Sexta, 27 Dezembro 2019 13:05

Rui Figueiredo desabafa no Facebook: “Secretária de Saúde exigiu pagamento de propina…”

Escrito por Perônnico

Cecília Lorezom é a atual secretária de Saúde do Estado.

Uma semana depois de ter sido preso na operação Godfather da Polícia Federal – e solto no dia seguinte, sob acusação de envolvimento, não provado – em esquema de fraudes em licitações e desvio de recursos da Secretaria de Saúde, o jornalista Rui Figueiredo fez um desabafo no Facebook, colocando ainda mais combustível na fogueira.
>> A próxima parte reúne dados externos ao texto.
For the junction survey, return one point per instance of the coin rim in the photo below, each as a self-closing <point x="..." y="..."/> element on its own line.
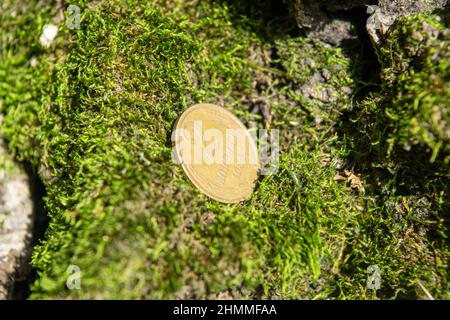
<point x="188" y="170"/>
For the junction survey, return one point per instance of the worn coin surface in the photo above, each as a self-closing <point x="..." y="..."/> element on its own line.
<point x="217" y="152"/>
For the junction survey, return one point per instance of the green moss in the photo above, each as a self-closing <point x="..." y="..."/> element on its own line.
<point x="96" y="114"/>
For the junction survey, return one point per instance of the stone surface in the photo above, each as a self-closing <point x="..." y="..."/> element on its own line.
<point x="323" y="19"/>
<point x="16" y="223"/>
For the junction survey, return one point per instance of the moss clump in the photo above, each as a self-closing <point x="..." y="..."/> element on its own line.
<point x="97" y="122"/>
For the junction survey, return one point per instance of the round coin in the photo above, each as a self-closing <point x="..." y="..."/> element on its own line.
<point x="217" y="152"/>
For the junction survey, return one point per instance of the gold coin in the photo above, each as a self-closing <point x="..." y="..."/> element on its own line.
<point x="217" y="152"/>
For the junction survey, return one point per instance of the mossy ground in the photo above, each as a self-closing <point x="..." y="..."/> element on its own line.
<point x="94" y="115"/>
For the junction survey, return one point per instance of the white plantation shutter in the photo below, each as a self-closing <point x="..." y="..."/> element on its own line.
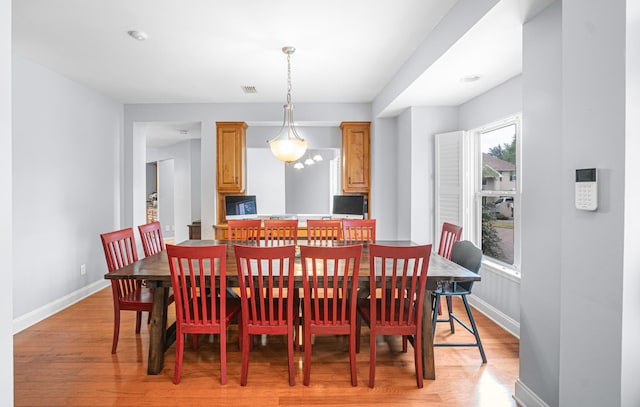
<point x="448" y="181"/>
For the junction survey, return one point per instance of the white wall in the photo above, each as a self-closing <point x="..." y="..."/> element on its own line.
<point x="167" y="196"/>
<point x="541" y="216"/>
<point x="196" y="179"/>
<point x="66" y="174"/>
<point x="266" y="180"/>
<point x="383" y="202"/>
<point x="426" y="122"/>
<point x="630" y="393"/>
<point x="6" y="211"/>
<point x="592" y="243"/>
<point x="208" y="115"/>
<point x="500" y="102"/>
<point x="404" y="175"/>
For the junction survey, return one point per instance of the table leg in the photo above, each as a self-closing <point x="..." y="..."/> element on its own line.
<point x="428" y="364"/>
<point x="158" y="328"/>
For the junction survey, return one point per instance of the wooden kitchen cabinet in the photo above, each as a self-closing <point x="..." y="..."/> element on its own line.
<point x="231" y="142"/>
<point x="355" y="157"/>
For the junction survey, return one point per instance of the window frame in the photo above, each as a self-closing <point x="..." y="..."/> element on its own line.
<point x="475" y="193"/>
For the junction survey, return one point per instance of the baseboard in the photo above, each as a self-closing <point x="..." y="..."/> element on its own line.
<point x="525" y="397"/>
<point x="25" y="321"/>
<point x="507" y="323"/>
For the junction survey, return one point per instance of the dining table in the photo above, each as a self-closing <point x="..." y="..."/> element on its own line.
<point x="154" y="272"/>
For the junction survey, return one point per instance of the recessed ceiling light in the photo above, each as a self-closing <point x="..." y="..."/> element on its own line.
<point x="470" y="78"/>
<point x="138" y="35"/>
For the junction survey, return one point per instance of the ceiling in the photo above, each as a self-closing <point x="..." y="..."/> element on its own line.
<point x="205" y="51"/>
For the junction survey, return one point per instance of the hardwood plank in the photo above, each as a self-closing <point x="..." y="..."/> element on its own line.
<point x="66" y="360"/>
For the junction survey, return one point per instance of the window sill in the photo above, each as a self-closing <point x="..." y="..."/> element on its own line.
<point x="509" y="273"/>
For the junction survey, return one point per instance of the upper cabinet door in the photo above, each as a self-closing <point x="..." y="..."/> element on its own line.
<point x="355" y="156"/>
<point x="231" y="156"/>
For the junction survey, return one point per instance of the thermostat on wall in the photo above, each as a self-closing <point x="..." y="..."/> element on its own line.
<point x="587" y="189"/>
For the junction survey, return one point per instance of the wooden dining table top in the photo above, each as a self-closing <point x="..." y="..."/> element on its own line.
<point x="155" y="268"/>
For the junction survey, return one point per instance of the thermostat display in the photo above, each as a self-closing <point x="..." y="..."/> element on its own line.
<point x="587" y="189"/>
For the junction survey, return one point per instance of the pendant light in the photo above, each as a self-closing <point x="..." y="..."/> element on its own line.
<point x="288" y="146"/>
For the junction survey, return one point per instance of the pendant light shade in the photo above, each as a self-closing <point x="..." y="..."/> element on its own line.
<point x="288" y="146"/>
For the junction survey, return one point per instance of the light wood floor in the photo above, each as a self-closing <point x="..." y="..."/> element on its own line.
<point x="66" y="360"/>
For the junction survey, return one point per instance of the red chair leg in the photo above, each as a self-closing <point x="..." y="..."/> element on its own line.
<point x="246" y="348"/>
<point x="179" y="355"/>
<point x="307" y="356"/>
<point x="358" y="325"/>
<point x="116" y="330"/>
<point x="417" y="352"/>
<point x="138" y="321"/>
<point x="352" y="359"/>
<point x="223" y="356"/>
<point x="292" y="377"/>
<point x="372" y="358"/>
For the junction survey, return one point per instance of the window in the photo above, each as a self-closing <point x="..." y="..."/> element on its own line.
<point x="497" y="192"/>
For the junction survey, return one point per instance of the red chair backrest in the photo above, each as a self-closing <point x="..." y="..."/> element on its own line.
<point x="191" y="270"/>
<point x="119" y="251"/>
<point x="281" y="232"/>
<point x="323" y="231"/>
<point x="265" y="275"/>
<point x="359" y="230"/>
<point x="450" y="234"/>
<point x="151" y="235"/>
<point x="336" y="267"/>
<point x="244" y="230"/>
<point x="401" y="272"/>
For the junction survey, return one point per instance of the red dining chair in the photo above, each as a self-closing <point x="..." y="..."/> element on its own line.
<point x="151" y="235"/>
<point x="323" y="231"/>
<point x="244" y="230"/>
<point x="265" y="278"/>
<point x="397" y="277"/>
<point x="128" y="295"/>
<point x="359" y="230"/>
<point x="192" y="269"/>
<point x="330" y="283"/>
<point x="448" y="236"/>
<point x="281" y="231"/>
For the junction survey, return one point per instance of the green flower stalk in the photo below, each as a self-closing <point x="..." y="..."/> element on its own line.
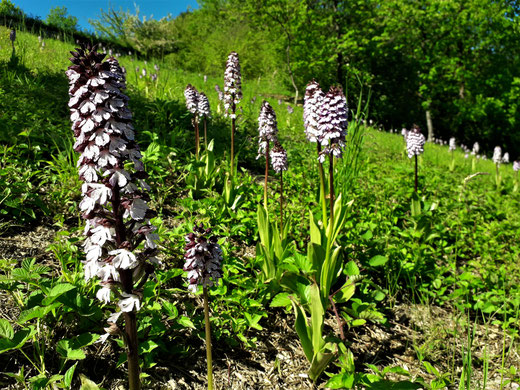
<point x="204" y="112"/>
<point x="279" y="164"/>
<point x="232" y="96"/>
<point x="415" y="145"/>
<point x="192" y="104"/>
<point x="204" y="265"/>
<point x="120" y="247"/>
<point x="332" y="130"/>
<point x="311" y="105"/>
<point x="267" y="132"/>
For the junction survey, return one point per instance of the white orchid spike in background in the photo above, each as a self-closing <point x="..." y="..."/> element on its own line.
<point x="415" y="142"/>
<point x="120" y="245"/>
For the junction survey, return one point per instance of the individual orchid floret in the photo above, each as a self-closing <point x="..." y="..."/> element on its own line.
<point x="232" y="84"/>
<point x="192" y="98"/>
<point x="332" y="124"/>
<point x="452" y="145"/>
<point x="267" y="128"/>
<point x="203" y="106"/>
<point x="203" y="258"/>
<point x="311" y="105"/>
<point x="497" y="155"/>
<point x="278" y="158"/>
<point x="120" y="239"/>
<point x="415" y="142"/>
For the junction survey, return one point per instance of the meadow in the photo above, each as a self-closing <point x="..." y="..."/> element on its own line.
<point x="423" y="287"/>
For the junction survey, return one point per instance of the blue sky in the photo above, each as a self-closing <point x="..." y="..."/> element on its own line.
<point x="89" y="9"/>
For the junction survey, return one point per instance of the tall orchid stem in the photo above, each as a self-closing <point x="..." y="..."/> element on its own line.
<point x="322" y="188"/>
<point x="266" y="174"/>
<point x="205" y="134"/>
<point x="331" y="185"/>
<point x="128" y="284"/>
<point x="416" y="180"/>
<point x="233" y="125"/>
<point x="197" y="137"/>
<point x="281" y="205"/>
<point x="208" y="338"/>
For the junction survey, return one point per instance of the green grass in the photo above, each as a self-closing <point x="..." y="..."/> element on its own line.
<point x="457" y="250"/>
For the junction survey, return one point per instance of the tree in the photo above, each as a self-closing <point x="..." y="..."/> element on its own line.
<point x="58" y="17"/>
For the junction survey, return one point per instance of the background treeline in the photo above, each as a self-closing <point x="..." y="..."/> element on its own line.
<point x="451" y="66"/>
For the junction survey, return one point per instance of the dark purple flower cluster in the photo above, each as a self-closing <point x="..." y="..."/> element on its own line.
<point x="267" y="128"/>
<point x="192" y="98"/>
<point x="203" y="258"/>
<point x="120" y="237"/>
<point x="278" y="158"/>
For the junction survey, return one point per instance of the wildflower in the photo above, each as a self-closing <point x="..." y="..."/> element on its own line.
<point x="278" y="158"/>
<point x="475" y="149"/>
<point x="453" y="144"/>
<point x="497" y="155"/>
<point x="232" y="85"/>
<point x="311" y="104"/>
<point x="203" y="106"/>
<point x="192" y="98"/>
<point x="415" y="142"/>
<point x="332" y="124"/>
<point x="114" y="193"/>
<point x="203" y="258"/>
<point x="267" y="128"/>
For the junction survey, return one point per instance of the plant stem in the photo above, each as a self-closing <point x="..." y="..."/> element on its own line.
<point x="322" y="189"/>
<point x="331" y="185"/>
<point x="338" y="319"/>
<point x="197" y="138"/>
<point x="128" y="284"/>
<point x="416" y="181"/>
<point x="233" y="109"/>
<point x="208" y="338"/>
<point x="205" y="134"/>
<point x="281" y="205"/>
<point x="266" y="174"/>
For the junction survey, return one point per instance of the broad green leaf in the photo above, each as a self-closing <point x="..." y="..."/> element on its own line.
<point x="303" y="330"/>
<point x="87" y="384"/>
<point x="56" y="291"/>
<point x="186" y="322"/>
<point x="281" y="300"/>
<point x="69" y="375"/>
<point x="36" y="312"/>
<point x="6" y="330"/>
<point x="378" y="260"/>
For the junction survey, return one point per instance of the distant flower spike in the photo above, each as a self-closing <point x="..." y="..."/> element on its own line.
<point x="278" y="158"/>
<point x="203" y="106"/>
<point x="497" y="155"/>
<point x="332" y="124"/>
<point x="192" y="98"/>
<point x="232" y="84"/>
<point x="267" y="128"/>
<point x="311" y="105"/>
<point x="415" y="142"/>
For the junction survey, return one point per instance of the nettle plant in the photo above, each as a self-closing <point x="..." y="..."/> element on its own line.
<point x="120" y="247"/>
Em um texto cronológico, longo e bem detalhado, Rui demonstra indignação e se sente injustiçado pela prisão e afirma que passou de ‘vítima a criminoso’ por pura perseguição de um delegado, por não ter conseguido um flagrante de pagamento de propina.

“Era o dá ou desce. Se eu tivesse conseguido o flagrante que o delegado tanto queria, ou confessasse um crime que não praticara, certamente não estaria ali passando por um constrangimento que se desdobraria em eventos muito piores”.

Rui diz que bem antes da operação da PF já havia procurado a Justiça Federal, o Gaeco e o Ministério Público Federal por 6 vezes ou mais, para denunciar a existência de corrupção na Secretaria Estadual de Saúde (Sesau).

E cita claramente que a atual secretária de Saúde, Cecília Smith Lorezom, determinou à empesa Adolini – investigada pela PF e que fornece alimentação para as unidades de saúde do estado – que “repassasse 10% do valor faturado a um político sem mandato”, e diz que que não pode revelar os nomes dos envolvidos porque as investigações correm em segredo justiça.

O jornalista prossegue no seu desabafo e diz que “na manhã do último dia 19 – o dia da operação Godfather -, a partir de um trabalho fantasioso de engenharia policial em que o delegado induziu a juíza federal a um erro inconcebível e imperdoável, a Polícia Federal prendeu as vítimas, em vez dos corruptos”.

Ele diz que “só os inocentes foram presos”:  – “o dono da empresa, que ou pagava a propina ou não recebia a fatura; o pai dele, que lhe emprestava dinheiro por conta dos atrasos de pagamento da Sesau; o médico que era investidor da empresa e declarava isso no seu Imposto de Renda; o responsável pelo setor de compras devido aos depósitos em sua conta para fazer compras no comércio local; o advogado da empresa, porque cobrava os pagamentos devidos pela Sesau e conversava com cobrador de propina; um amigo do dono da empresa que o aconselhou a apagar do celular determinadas conversas, e por último um amigo que prestava consultoria à empresa…”

E ao final do texto, o jornalista desabafa: “É esse o modelo de Polícia que nos assusta, porque reforça a posição do bandido e põe na cadeia inocentes. É a Polícia que prende para investigar, em vez de investigar para prender.. A questão, no entanto, é que os fins não justificam os meios, quando esses são as vítimas. No mais, não se repara o dano causado a pessoas de bem e a seus familiares com tamanha insensatez”.